QUEENSBURY — Warren County leaders are “going back to the drawing board” to try to solve the problems plaguing emergency medical response in parts of the county.
County supervisors on Tuesday rejected two formal proposals from rescue squads in the county to provide service in towns where response times are lagging, and also opted not to go with a new system suggested by the county Office of Emergency Services.
Empire Ambulance and Johnsburg Rescue Squad had responded to requests by the county for services to help squads in other communities, generally in the northern part of the county, that have had problems. Empire is a private squad that has an office in Glens Falls and provides mutual aid to squads in the region.
A number of squads have dealt with declines in volunteers and a lack of emergency medical technicians to fill shifts, a problem that has been found across the country.
The Office of Emergency Services’ proposal would have supplemented rescue squads with county-paid personnel and equipment.
The Board of Supervisors Criminal Justice & Public Safety Committee discussed the issue hours after hearing from the board’s budget officer that the county needs to cut its spending to avoid burning through its savings in the coming years.
“The money was the main factor,” said Queensbury at-Large Supervisor Ron Montesi, who chairs the county Criminal Justice & Public Safety Committee. “It’s not workable for us. We’re going to go back to the drawing board.”
Montesi said all three proposals would have cost the county between $800,000 to $1 million in the first year.
The committee instead decided to reach out to the Albany County Sheriff’s Office, which runs an emergency medical response program in some towns in the county, generally the rural “hilltowns” around Albany, to see if Warren County can do something similar.
The Albany County Sheriff’s Office has an “emergency medical response unit” that has been in operation since 1995 to assist six towns in the county with EMTs and equipment.

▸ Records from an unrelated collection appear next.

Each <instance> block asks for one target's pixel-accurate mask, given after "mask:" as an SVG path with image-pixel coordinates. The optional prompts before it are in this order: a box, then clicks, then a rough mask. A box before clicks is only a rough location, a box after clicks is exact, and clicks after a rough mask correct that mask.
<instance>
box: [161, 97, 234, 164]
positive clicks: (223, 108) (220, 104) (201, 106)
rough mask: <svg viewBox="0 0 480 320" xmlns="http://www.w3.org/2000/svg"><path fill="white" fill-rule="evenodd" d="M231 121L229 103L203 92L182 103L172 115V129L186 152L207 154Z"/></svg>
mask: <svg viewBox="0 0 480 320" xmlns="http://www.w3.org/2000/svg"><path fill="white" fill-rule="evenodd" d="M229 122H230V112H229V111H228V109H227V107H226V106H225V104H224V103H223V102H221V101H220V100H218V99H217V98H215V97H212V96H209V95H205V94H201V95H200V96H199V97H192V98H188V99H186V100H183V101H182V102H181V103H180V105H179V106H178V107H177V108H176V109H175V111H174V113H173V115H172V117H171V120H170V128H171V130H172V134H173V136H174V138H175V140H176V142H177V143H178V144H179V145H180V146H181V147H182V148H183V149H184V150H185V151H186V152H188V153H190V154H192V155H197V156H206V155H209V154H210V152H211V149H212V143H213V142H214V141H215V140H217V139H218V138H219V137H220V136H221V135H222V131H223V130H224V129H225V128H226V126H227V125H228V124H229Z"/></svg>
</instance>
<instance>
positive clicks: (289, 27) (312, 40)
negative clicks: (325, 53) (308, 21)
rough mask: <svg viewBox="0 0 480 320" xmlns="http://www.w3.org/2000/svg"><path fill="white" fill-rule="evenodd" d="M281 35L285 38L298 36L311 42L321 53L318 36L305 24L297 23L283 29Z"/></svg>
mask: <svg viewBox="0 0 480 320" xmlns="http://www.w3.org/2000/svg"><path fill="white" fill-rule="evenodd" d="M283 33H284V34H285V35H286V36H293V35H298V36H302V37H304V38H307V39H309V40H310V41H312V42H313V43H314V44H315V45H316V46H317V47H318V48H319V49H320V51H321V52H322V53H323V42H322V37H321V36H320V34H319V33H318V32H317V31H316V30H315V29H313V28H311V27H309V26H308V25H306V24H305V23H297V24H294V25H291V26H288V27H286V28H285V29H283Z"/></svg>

Warren County Sheriff Bud York said he spoke with his counterpart in Albany, Sheriff Craig Apple, who told him that the program overseen by the Sheriff’s Office in Albany County provides service in rural areas as well as suburban enclaves such as Bethlehem, and is “budget-neutral” for the county as it relies on town payments and revenue from billing patients.
Communities that don’t want to opt in for the assistance aren’t required to, York said.
“They have a system and it works very well,” York said. “To me, it seems like a workable thing to do.”
Amy Hirsch, the county’s deputy director of emergency services, said Warren County can learn from the experiences of Albany County and others across the state that are dealing with EMS response problems.
“There are a ton of counties going through exactly what we are going through,” Hirsch said.
The committee plans to meet with Apple in the coming months to discuss how the program got off the ground.